What Lies Ahead for Local Search Engine Technology?

In this interview by Andy Beal of KeywordRanking.com with Arnaud Fischer, search product planning for InfoSpace’s Search Directory division, Beal asks Fischer about privacy, search features on cell phones, desktop searching, and many more topics.

No topic has received as much coverage recently as that of “local search” – the ability to find search results that are targeted to a user’s geographical preference. Google, Yahoo! and Ask Jeeves are all making impressive advancements with local search, but there is another company that is vying for the local search crown.

InfoSpace is best known for its search engine brands like Dogpile.com and webcrawler.com, but the company is building a reputation for itself as a provider of local search results, while at the same time building useful applications for the mobile user. As part of Andy Beal’s continuing look at “the future of search technology”, Andy had a chance to ask Arnaud Fischer, previously AltaVista product manager from 1999-2001 and currently leading search product planning for InfoSpace’s Search & Directory division, some questions about how local search will develop in the future.

[Andy Beal] InfoSpace recently re-aligned itself to serve online yellow pages and white pages customers. Can you tell us what most excites you about this space?

[Arnaud Fischer] I am most excited about the “local search” opportunity. Inktomi, Google, and others already serve country-specific search results today and geo-targeting at a more granular level will unlock a tremendous amount of value for local advertisers, in addition to serving more relevant content to end-users. The traditional yellow pages market is roughly a $25 billion a year global industry. Many small businesses are awakening to the efficiency and predictability of online marketing, increasingly shifting marketing budgets to Web search and Internet yellow pages. Unlocking that opportunity is no easy task, though.

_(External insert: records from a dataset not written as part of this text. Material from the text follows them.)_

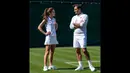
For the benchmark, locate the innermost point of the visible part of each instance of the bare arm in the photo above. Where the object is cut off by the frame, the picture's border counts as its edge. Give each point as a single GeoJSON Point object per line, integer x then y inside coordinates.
{"type": "Point", "coordinates": [82, 22]}
{"type": "Point", "coordinates": [56, 26]}
{"type": "Point", "coordinates": [71, 24]}
{"type": "Point", "coordinates": [40, 27]}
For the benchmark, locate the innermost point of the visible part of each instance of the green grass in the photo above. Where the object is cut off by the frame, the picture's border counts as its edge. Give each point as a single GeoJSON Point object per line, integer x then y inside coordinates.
{"type": "Point", "coordinates": [61, 56]}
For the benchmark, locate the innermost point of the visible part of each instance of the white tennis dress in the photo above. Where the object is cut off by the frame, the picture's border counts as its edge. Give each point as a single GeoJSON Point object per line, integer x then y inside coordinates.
{"type": "Point", "coordinates": [80, 34]}
{"type": "Point", "coordinates": [50, 26]}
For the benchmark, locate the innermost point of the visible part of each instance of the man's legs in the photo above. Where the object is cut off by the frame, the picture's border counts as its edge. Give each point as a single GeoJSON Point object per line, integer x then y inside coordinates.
{"type": "Point", "coordinates": [78, 53]}
{"type": "Point", "coordinates": [83, 43]}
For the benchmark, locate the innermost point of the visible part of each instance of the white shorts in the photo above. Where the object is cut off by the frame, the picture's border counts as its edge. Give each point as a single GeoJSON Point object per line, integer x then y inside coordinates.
{"type": "Point", "coordinates": [79, 41]}
{"type": "Point", "coordinates": [49, 40]}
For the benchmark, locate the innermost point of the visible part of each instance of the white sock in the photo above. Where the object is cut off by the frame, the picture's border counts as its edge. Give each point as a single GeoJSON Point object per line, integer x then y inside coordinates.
{"type": "Point", "coordinates": [90, 63]}
{"type": "Point", "coordinates": [80, 63]}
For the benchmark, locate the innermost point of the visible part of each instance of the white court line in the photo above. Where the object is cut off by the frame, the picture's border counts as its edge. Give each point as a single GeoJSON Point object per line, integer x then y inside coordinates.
{"type": "Point", "coordinates": [82, 61]}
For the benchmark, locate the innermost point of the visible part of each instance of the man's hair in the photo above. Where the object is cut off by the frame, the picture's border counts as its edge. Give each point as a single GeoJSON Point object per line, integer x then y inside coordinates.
{"type": "Point", "coordinates": [79, 6]}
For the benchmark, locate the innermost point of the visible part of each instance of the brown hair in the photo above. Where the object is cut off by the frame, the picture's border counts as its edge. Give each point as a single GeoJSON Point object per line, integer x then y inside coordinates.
{"type": "Point", "coordinates": [79, 6]}
{"type": "Point", "coordinates": [47, 12]}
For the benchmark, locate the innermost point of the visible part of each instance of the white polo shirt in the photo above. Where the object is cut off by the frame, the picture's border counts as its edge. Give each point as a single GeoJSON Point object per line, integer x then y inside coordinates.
{"type": "Point", "coordinates": [81, 19]}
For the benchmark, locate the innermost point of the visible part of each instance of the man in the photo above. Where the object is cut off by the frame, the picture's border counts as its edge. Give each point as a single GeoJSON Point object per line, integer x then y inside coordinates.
{"type": "Point", "coordinates": [79, 23]}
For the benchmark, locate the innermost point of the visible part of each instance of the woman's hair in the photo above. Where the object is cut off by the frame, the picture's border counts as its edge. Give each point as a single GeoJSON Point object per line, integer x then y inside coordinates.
{"type": "Point", "coordinates": [79, 6]}
{"type": "Point", "coordinates": [47, 12]}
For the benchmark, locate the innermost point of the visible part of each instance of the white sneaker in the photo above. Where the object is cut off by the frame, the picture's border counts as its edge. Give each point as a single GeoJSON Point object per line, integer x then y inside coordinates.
{"type": "Point", "coordinates": [79, 68]}
{"type": "Point", "coordinates": [45, 68]}
{"type": "Point", "coordinates": [91, 68]}
{"type": "Point", "coordinates": [52, 67]}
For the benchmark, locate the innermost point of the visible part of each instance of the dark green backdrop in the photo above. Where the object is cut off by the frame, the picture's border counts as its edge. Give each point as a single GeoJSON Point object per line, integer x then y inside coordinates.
{"type": "Point", "coordinates": [64, 13]}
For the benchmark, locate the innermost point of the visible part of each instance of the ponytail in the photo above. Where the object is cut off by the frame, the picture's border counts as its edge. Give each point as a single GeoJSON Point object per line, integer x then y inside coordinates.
{"type": "Point", "coordinates": [45, 14]}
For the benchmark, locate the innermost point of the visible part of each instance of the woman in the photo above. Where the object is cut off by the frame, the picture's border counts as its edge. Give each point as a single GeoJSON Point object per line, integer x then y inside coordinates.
{"type": "Point", "coordinates": [50, 39]}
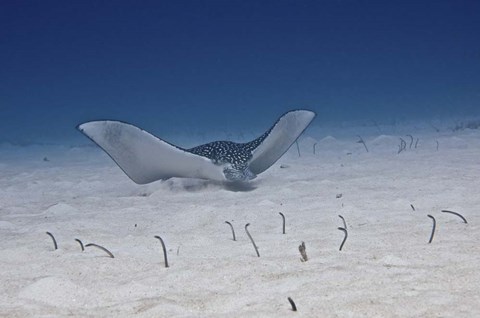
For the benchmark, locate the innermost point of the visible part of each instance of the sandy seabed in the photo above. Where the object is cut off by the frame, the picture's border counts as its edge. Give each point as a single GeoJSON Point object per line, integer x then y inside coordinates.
{"type": "Point", "coordinates": [387, 268]}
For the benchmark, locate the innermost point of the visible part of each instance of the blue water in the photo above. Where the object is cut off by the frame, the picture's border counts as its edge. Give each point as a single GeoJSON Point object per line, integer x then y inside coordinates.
{"type": "Point", "coordinates": [232, 65]}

Internet yellow pages sites such as InfoSpace.com and Switchboard.com are working hard to deliver an end user experience that will bring more of the billions of annual print YP (yellow pages) look-ups online. With the penetration of broadband, always-on Internet connections growing and increasing adoption and use of ‘data-friendly’ mobile handsets, the print yellow pages appear to be on the verge of becoming obsolete.

[AB] What are some of the challenges search companies face with local search?

[AF] Search engines are developing ways to disambiguate and adequately address location-specific queries. Geo-targeting Web search content, both organic and paid, requires search engines to better understand users and queries, inferring local intent by extracting geo-signals and leveraging implicit and explicit user profiles. Taking local search marketing services to market is also very different than selling paid listings to online businesses. The vast majority of local businesses still don’t have a Web site, nor the time and expertise to invest in managing sophisticated auction-type listing campaigns.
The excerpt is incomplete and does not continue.